2.2.2 Retrieving the paperwork with out duplicates, changing to picture, and splitting massive information
The Lambda operate then retrieves the paperwork, converts them to pictures if they’re scanned PDF, and splits the big information if essential – simply as within the on-demand pipeline. As a result of the usual SQS queues don’t assure exactly-once message supply, the operate additionally makes certain that duplicate messages are ignored.
2.2.3 Permitting completely different prompts in a batch inference job
Just like the on-demand pipeline, completely different doc codecs require completely different consumer prompts for simpler information extraction.

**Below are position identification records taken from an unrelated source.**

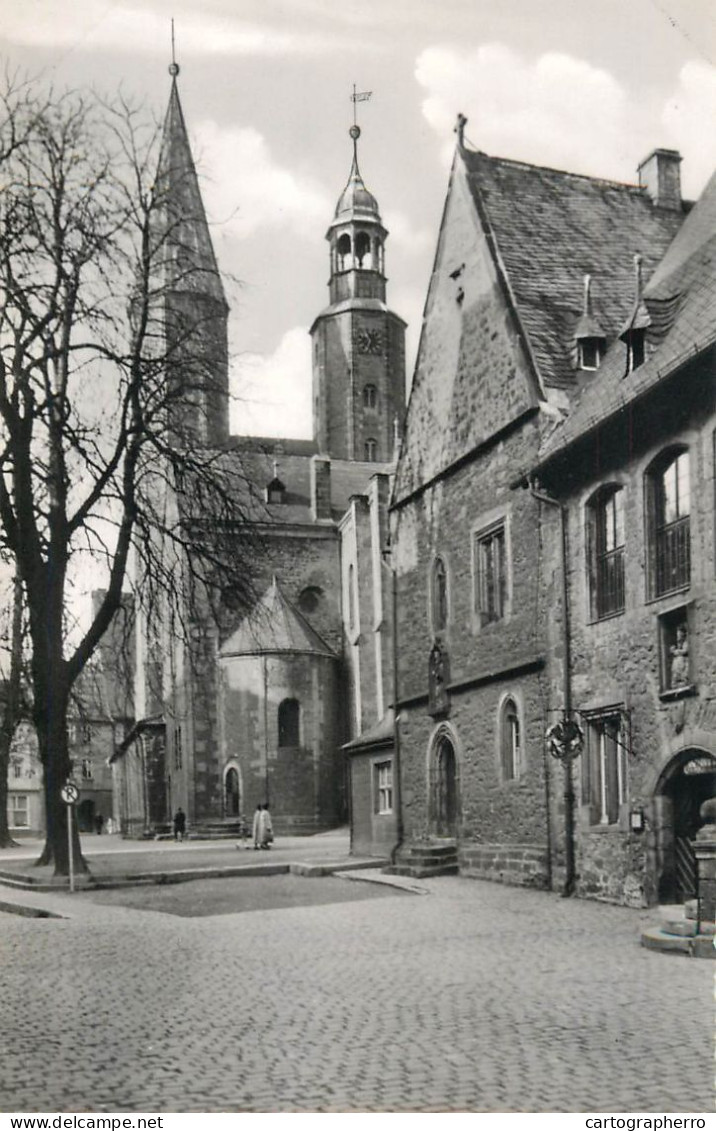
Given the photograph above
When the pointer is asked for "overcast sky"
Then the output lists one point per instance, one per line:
(587, 85)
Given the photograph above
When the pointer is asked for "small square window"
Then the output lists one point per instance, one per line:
(384, 787)
(18, 811)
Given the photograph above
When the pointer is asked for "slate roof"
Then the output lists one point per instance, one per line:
(275, 626)
(550, 230)
(293, 460)
(681, 301)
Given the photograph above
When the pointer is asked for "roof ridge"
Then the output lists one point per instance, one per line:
(639, 189)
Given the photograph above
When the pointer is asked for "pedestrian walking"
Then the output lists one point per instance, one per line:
(180, 823)
(267, 828)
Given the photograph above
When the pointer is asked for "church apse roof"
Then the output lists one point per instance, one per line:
(275, 626)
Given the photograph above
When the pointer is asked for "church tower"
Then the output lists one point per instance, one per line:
(359, 345)
(190, 295)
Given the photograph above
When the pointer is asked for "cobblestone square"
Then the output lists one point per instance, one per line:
(472, 996)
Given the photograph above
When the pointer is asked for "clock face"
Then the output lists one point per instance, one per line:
(369, 342)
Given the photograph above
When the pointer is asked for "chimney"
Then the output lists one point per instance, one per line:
(661, 178)
(320, 488)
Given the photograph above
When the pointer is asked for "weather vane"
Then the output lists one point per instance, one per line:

The meant immediate ID and model for every doc are specified within the SQS messages. Throughout Lambda execution, the operate retrieves the immediate physique from Amazon Bedrock Immediate Administration.
2.2.4 Creating JSONL artifacts for batch inference job
The Lambda operate then handles the next duties:
- Making a
metadata.jsonwithin the Batch Inference Information S3 bucket to retailer the message attributes, together with the SQS message ID,doc_id, immediate ID/model, system immediate ID/model, and different project-related attributes. This file is later utilized by the Submit-Processing Lambda to populate the DynamoDB desk. - Processing the paperwork to create the JSONL information required for the Amazon Bedrock batch inference job. This course of is parallelized utilizing Python’s multiprocessing module for effectivity. The JSONL information are uploaded to the Batch Inference Information S3 bucket.
- Deleting the SQS messages after the paperwork have been ready and uploaded to the S3 bucket. This requires setting a big Visibility Timeout for the queue.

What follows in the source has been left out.